À vrai dire, un ancien trésorier du PS, Régis Juanico, a bien déposé une proposition de loi en ce sens, mais lorsque les socialistes étaient dans l’opposition, en 2010. Rédigée en réaction à l’affaire Woerth-Bettencourt et co-signée par Jean-Marc Ayrault (alors président du groupe PS à l’Assemblée nationale), elle imposait la publicité sur les noms des donateurs à partir de 3 000 euros, « afin de renforcer l’information des citoyens » et de limiter les « contournements » du plafond à 7 500 euros – entre autres astuces, on sait que des patrons et des militants fortunés font signer des chèques à leur famille ou à leurs salariés qu’ils remboursent simplement dans la foulée. Évidemment, le gouvernement Fillon avait dénoncé « un fichage des opinions politiques », façon « Big Brother ». Mais le PS, surtout, avait fait volte-face juste avant l’examen en séance et contraint Régis Juanico à manger son chapeau.

Aujourd’hui, c’est sa revanche. Devenu porte-parole de Benoît Hamon, Régis Juanico a rebondi dès jeudi soir : « Nous souhaitons une vie politique qui offre moins de prise aux lobbies, a-t-il assené dans un communiqué. Mais peut-être les donateurs d’Emmanuel Macron ne souhaitent-ils pas afficher leur soutien, peut-être par crainte de le desservir compte tenu de leurs positions de pouvoir. » Sur RMC, le secrétaire d’État chargé du commerce extérieur, Matthias Fekl, a aussi déclaré cette semaine : « Quand je vois que tous les lobbies de Paris se sentent chez eux dans le bureau d’un homme politique, qu’ils mobilisent tous leurs relais médiatiques pour faire le packaging et le marketing, j’ai un bout de méfiance. Vous voyez bien qui sponsorise la campagne, vous voyez bien d’où vient l’argent, il y a beaucoup de contributions… On ne trouve pas trois millions d’euros comme ça dans une pochette surprise. »

Confrontés à ces suspicions depuis des mois, les responsables d’En Marche ! assurent avoir pris des précautions pour prévenir les conflits d’intérêts. « On évite les donateurs qui ont eu un lien étroit avec Bercy, ou qui sont intéressés dans des opérations en lien avec Bercy, nous assuraient-ils récemment. Il ne faut pas qu'on puisse laisser dire que ces gens rémunèrent ce qu'il a fait au ministère. »
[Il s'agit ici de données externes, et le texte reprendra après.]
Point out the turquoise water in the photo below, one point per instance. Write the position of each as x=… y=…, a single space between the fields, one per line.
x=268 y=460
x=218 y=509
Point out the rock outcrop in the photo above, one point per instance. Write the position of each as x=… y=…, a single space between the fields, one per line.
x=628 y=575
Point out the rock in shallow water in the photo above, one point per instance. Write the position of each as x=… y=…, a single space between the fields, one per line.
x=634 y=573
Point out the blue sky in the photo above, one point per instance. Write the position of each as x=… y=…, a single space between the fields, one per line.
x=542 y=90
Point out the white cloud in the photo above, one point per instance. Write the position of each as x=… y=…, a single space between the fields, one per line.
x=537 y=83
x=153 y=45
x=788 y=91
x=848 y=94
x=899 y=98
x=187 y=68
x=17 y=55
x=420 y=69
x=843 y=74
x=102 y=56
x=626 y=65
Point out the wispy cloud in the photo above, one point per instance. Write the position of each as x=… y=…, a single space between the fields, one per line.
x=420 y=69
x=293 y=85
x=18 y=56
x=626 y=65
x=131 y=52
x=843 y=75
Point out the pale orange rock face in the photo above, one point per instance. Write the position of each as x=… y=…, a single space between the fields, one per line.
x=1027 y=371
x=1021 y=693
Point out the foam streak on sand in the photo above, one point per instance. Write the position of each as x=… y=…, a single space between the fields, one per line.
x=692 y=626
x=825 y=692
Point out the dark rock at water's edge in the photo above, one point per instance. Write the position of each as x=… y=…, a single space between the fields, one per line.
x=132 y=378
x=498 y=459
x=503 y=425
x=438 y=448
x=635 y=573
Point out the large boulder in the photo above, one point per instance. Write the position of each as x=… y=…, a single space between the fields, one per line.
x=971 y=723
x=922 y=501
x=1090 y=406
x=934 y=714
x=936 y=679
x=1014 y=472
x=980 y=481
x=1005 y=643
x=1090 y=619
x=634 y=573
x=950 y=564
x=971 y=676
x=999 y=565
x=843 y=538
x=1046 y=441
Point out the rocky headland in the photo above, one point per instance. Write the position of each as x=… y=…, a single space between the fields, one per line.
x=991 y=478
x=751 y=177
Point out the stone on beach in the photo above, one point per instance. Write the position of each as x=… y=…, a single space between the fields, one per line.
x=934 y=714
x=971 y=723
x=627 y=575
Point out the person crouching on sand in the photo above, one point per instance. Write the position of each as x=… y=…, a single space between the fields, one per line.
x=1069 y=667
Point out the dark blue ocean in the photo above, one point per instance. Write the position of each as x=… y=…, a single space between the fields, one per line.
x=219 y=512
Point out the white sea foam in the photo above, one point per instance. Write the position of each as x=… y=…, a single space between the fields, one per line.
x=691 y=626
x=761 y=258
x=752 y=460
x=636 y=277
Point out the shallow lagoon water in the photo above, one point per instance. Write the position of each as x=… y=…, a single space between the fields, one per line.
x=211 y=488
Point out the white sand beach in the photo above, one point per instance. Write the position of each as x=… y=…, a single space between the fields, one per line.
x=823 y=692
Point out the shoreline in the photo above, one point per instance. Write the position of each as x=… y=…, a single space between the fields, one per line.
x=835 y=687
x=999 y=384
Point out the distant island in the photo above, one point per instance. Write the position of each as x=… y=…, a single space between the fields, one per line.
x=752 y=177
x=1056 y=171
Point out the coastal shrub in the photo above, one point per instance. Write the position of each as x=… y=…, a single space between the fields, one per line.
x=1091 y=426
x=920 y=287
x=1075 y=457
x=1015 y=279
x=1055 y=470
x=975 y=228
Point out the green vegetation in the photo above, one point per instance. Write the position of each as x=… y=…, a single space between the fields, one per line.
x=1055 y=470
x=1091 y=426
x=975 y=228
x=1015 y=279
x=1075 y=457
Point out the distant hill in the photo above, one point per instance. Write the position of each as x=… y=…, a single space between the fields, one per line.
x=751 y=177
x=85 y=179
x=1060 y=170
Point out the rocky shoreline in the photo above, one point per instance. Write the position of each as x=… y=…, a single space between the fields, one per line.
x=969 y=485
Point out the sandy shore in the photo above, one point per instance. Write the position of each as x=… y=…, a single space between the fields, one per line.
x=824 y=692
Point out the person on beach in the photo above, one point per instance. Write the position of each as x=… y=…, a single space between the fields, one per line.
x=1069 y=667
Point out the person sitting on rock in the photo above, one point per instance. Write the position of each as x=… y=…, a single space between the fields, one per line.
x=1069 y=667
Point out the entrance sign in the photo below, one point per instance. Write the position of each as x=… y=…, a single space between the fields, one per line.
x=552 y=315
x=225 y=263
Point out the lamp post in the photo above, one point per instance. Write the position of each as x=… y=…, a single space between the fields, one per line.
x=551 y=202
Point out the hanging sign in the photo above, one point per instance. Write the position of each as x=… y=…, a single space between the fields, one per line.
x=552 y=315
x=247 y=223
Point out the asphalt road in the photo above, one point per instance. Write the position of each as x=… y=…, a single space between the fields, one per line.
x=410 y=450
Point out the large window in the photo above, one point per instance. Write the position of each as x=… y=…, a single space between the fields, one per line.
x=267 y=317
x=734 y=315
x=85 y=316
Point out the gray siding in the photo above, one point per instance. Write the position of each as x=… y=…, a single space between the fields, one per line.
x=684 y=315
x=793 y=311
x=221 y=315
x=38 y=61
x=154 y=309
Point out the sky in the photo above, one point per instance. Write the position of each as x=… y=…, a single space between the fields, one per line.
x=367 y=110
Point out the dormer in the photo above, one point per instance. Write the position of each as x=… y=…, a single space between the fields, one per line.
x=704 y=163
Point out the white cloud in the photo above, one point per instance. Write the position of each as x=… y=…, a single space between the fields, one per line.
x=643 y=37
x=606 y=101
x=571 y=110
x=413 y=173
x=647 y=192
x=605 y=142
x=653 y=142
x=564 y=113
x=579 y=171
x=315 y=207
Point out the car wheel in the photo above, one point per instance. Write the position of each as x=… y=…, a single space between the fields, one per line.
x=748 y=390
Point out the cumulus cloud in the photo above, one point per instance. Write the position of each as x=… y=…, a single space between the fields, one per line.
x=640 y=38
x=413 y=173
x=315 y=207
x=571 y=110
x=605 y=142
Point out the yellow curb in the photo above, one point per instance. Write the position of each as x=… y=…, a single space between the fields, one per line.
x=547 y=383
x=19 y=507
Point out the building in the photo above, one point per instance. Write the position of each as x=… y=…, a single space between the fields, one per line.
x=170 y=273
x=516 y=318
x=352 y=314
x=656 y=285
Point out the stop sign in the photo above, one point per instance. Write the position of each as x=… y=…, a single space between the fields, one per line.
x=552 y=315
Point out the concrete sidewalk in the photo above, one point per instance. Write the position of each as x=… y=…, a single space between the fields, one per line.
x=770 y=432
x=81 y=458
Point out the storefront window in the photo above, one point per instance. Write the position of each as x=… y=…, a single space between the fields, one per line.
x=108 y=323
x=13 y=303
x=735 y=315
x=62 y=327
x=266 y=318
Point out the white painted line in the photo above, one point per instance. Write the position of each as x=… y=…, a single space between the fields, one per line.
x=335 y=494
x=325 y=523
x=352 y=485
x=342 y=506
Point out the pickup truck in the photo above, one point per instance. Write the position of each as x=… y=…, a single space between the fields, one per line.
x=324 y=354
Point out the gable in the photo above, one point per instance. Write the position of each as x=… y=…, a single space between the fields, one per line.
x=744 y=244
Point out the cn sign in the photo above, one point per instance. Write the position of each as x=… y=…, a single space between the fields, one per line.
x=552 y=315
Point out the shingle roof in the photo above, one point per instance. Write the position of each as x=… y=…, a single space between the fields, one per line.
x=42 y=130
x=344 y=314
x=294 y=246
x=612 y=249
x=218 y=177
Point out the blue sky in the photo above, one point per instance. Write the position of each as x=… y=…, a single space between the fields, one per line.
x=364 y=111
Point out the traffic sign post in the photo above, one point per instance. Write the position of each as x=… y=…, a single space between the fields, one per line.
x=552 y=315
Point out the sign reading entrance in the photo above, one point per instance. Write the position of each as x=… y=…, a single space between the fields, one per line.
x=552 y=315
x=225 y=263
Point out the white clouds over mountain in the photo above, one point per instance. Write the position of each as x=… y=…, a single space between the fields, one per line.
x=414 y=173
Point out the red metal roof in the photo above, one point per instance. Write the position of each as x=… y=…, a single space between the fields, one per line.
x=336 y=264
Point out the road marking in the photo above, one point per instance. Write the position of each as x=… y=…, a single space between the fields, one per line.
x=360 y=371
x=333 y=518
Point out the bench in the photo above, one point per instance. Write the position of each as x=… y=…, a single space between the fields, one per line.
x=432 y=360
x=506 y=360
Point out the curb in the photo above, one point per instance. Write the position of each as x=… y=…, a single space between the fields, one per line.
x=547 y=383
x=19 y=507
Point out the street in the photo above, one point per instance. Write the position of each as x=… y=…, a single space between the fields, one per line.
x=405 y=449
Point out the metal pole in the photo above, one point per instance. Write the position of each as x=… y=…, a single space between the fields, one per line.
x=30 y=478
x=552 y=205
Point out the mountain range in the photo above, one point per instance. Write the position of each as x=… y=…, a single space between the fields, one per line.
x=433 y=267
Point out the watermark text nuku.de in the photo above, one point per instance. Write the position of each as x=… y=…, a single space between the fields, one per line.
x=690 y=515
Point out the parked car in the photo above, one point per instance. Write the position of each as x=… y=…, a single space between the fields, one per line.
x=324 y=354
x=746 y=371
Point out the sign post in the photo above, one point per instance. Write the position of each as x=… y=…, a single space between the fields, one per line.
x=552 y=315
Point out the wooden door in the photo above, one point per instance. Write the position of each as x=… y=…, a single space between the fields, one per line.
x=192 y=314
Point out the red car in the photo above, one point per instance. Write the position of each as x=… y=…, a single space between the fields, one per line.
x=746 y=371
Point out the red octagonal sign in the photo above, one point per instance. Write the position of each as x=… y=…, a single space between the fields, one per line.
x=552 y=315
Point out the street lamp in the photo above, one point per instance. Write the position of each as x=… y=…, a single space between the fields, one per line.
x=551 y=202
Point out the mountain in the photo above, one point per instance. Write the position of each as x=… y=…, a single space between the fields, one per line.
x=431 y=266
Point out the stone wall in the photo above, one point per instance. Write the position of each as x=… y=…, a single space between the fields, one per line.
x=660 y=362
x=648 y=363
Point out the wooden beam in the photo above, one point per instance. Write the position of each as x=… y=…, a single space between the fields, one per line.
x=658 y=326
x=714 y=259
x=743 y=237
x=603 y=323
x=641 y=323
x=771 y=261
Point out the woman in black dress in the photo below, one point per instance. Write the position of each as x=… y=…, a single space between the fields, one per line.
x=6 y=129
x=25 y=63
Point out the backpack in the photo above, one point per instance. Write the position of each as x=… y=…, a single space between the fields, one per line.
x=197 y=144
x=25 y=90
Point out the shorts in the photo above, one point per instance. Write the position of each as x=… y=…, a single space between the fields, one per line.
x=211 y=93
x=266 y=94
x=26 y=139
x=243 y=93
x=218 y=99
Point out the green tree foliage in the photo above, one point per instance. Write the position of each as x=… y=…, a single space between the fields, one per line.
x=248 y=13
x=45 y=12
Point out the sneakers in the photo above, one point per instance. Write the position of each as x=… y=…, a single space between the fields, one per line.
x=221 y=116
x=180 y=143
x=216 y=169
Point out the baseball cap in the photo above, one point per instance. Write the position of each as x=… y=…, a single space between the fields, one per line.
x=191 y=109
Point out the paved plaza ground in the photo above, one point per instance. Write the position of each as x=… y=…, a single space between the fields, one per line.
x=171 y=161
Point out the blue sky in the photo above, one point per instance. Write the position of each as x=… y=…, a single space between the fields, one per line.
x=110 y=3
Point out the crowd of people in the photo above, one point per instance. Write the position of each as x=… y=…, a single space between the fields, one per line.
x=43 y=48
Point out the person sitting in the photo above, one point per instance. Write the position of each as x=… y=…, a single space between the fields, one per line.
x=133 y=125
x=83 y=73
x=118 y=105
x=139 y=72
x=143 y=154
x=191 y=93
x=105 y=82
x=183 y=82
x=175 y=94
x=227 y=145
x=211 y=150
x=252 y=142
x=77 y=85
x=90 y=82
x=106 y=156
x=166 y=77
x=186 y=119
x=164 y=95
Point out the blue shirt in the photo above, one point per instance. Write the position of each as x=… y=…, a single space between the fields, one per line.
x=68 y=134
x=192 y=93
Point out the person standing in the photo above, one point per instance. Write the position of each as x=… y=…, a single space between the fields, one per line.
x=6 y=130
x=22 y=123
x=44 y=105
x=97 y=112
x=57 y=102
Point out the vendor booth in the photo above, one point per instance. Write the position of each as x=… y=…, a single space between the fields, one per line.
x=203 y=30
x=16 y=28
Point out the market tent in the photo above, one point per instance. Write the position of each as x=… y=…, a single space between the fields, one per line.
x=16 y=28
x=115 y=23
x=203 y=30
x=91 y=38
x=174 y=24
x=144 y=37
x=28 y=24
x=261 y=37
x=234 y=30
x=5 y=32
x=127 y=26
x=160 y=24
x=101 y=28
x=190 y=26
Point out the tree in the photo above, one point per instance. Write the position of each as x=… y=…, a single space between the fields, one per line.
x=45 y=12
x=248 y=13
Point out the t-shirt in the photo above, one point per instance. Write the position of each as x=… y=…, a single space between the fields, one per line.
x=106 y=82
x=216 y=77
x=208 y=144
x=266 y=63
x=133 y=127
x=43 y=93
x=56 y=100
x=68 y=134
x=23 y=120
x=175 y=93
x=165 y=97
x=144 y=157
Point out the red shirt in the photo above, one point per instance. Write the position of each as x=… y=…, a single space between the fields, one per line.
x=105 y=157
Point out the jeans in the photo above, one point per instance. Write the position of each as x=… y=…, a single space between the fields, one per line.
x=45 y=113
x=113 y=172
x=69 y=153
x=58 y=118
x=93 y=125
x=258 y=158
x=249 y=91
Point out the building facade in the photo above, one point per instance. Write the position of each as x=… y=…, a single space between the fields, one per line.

Depuis jeudi, ils s’efforcent surtout de détailler la répartition des 10 300 dons qu’ils ont déjà reçus. « 36 % sont d'un montant de 5 euros ou moins, 60 % sont inférieurs à 60 euros, et seulement 5 % sont supérieurs à 1 000 euros, ont-ils expliqué au Figaro. Autant dire que sur l'accusation de financement par des milliardaires, nous sommes tranquilles. » Ailleurs, ils avancent toutefois cet autre chiffre, beaucoup plus révélateur : « 3 % des dons sont supérieurs à 5 000 euros. » En clair, quelque 300 personnes ont tout de même apporté, à elles seules, plus de 1,5 million d’euros.

« Le sujet est en train de montrer », s’inquiètent d’ailleurs les dirigeants d’En Marche !, dans des éléments de langage diffusés jeudi et consultés par Mediapart. « Nous allons voir cette attaque en continu des bancs de la gauche, de JLM [Jean-Luc Mélenchon] et de MLP [Marine Le Pen]. […] Mais la transparence, ce n’est pas l’exhibition. » Au passage, le parti se présente comme « le seul mouvement politique à ne toucher aucune subvention publique, le mouvement qui coûte zéro euro aux contribuables ». C'est archi-faux. S’il n’a pas encaissé un centime du Trésor public (les aides directes étant corrélées aux résultats aux législatives), le parti d’Emmanuel Macron n’est pas le seul en France, où des centaines de formations politiques sont « privées » de subsides étatiques (du NPA au Mouvement pour la France de Philippe de Villiers), faute de représentativité. Quant au contribuable, il finance bien le parti – indirectement – puisque les réductions fiscales sont accordées aux donateurs d’En Marche ! comme à tous les autres.